The Globe and Mail‘s Editorial Board tread into controversial territory recently by saying Canada’s “bonkers” housing market is making the case for taxing capital gains on the sale of principal residences.
The editorial readily admits it would be the country’s “most unpopular tax,” but suggests it’s a discussion worth having due to the enormous tax-free gains being made by today’s sellers.
“No one likes taxes. But this unique hole in the tax code is big, and it encourages Canadians to sink ever more money into real estate,” the editorial reads. “Since 2000, home prices in Canada’s big cities are up 270%.”
The Department of Finance actually tracks the revenue the government is missing out on by not taxing home equity on principal residences: $7.1 billion this year alone.
“Today, the housing tax break is one whose biggest benefits flow to those with the deepest pockets,” the piece continues. “A $200,000 gain on the sale of a $300,000 home is tax free, but so is a $10-million windfall on the sale of a $15-million home.”
But the Globe readily admits the likelihood of this tax seeing the light of day is “low.”
Columnist Andrew Coyne penned a piece on the subject last July, writing: “If homeownership were not so (artificially) financially attractive, more people might choose to rent, rather than buy. The supply of rental properties would likely increase, in line with the demand…With less distinction between what you can buy and what you can rent, fewer Canadians would be induced to take on more house than they can afford for lifestyle reasons.”

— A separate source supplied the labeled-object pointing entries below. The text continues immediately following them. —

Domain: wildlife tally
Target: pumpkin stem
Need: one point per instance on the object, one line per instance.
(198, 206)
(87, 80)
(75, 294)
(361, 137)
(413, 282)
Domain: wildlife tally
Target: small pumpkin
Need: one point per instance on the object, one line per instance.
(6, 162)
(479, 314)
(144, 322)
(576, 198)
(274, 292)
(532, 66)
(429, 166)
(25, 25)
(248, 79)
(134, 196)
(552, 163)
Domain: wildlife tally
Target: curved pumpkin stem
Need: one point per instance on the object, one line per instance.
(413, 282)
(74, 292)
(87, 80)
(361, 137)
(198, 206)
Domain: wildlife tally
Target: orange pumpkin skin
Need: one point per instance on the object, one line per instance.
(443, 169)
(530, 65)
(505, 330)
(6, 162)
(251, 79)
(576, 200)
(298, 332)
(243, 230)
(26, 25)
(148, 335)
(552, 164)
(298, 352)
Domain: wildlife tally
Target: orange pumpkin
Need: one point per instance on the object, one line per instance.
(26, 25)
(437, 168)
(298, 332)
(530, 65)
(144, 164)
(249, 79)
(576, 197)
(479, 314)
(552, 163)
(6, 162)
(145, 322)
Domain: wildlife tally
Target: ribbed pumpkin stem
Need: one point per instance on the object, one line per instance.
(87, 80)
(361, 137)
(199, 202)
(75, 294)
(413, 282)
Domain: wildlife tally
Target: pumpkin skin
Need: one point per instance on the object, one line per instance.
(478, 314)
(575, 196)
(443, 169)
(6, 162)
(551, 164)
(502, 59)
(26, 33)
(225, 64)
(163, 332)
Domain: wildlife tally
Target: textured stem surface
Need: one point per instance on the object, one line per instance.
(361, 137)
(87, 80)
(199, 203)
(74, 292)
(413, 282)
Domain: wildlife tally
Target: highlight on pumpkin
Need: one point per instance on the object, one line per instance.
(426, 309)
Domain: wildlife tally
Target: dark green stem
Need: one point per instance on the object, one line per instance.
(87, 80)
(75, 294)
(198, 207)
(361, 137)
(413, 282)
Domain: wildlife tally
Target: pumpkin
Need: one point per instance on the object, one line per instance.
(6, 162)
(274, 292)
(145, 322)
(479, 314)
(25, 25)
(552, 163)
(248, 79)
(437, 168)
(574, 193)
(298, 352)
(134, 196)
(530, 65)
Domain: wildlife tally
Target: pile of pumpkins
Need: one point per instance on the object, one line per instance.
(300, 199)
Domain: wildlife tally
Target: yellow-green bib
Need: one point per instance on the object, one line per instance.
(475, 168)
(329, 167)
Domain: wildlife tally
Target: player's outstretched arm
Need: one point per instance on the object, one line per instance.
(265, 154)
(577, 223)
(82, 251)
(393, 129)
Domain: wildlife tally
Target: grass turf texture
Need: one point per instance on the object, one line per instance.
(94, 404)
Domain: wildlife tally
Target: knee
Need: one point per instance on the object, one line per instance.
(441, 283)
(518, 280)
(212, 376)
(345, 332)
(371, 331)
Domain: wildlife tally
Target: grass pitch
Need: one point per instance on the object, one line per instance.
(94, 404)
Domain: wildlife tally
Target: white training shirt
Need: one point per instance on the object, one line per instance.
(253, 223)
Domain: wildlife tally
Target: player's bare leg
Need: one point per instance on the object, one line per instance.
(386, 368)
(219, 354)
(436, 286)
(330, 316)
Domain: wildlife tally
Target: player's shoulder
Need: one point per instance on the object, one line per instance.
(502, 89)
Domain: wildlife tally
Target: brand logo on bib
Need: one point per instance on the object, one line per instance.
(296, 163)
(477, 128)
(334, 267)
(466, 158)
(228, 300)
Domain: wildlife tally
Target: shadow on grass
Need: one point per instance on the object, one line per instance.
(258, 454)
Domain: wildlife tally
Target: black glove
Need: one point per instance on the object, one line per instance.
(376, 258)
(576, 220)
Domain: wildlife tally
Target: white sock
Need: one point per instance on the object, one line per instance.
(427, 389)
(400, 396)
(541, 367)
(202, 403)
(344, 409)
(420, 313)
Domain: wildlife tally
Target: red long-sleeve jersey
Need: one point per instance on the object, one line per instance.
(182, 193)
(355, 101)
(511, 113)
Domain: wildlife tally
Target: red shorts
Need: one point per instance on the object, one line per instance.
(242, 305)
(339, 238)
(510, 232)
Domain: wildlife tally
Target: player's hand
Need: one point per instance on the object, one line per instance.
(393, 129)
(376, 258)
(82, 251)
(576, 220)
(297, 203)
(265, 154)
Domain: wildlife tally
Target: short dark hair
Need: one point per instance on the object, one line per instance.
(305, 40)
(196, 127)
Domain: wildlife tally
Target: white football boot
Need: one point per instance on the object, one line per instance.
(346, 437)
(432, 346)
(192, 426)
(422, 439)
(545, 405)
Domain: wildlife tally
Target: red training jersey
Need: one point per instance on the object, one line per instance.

That piece elicited this reaction on Twitter from former CMHC CEO Evan Siddall: “…interesting observations re: tax-free gains on housing — *NOT* under consideration, however, and [the Government of Canada] has denied any interest.”
And by the 900+ comments on the Globe‘s latest editorial—the large majority with negative reactions—it’s clear any government that would attempt to enact such taxation would face a firestorm of criticism from angry homeowners, of which two thirds of Canadians now call themselves.
But those in favour of taxing capital gains on home sales say the opposition is no reason to back down. “That doesn’t mean it’s not worth pursuing,” Coyne wrote. “As with most such proposals to take away someone’s tax break, the bigger the blowback, the better the idea.”
Canada’s Top Livable Cities Unveiled
For city dwellers looking to make their big move to a smaller and (slightly) more affordable housing market, there’s now a list of more than 150 of Canada’s most livable communities.
RATESDOTCA recently unveiled its list of the 10 Most Livable Places in 2021, based on a number of desirability factors, including positive population growth, home price growth, low mortgage costs, along with other criteria like nightlife, climate and scenic beauty.
Langford, BC, topped the list for 2021, described as “small but fast-growing,” followed by the lakefront mountain town of Kelowna, BC, and Trois-Rivières, QC. Ontario’s sole Top-10 placing was Niagara-on-the-Lake at number 6.
At number 4, Bathhurst, NB, was the top-ranked city with the lowest mortgage carrying cost, with a monthly payment of under $500.
The list was released in conjunction with a Leger survey, which found more than half (51%) of those who moved due to COVID-19 in 2020 did so to “live in an area with more nature.” Affordability was the bigger factor for 36% of respondents who said they moved to find a cheaper home.
Fixed Rates Keep on Rising
Mortgage rates have continued on their upward trajectory since we first reported on rising fixed mortgage rates a month ago.
While there are still some nationally available 5-year fixed rates (both insured and uninsured) available for under 2.00%, they’re not likely to stay there for long.
Many of the Big 6 banks have raised their rates in recent weeks, bringing their 5-year fixed conventional rates above 2.00%. Meanwhile, as lenders have been raising fixed mortgage rates, they’ve also been lowering their variable rates by small increments.
This begs the question: given the divergence in rates, would a new borrower be better to go fixed or variable? Well, it depends who you ask.
“The modest difference between fixed and variable rates doesn’t provide much incentive to float your mortgage,” notes RateSpy’s Rob McLister.
However, Dave Larock of Integrated Mortgage Planners outlined a number of reasons why he thinks longer-term deflationary pressures will persist, and why variable rates may be the better option.
“I continue to believe that, for most borrowers, variable rates are a better option than today’s fixed-rate alternatives,” he wrote.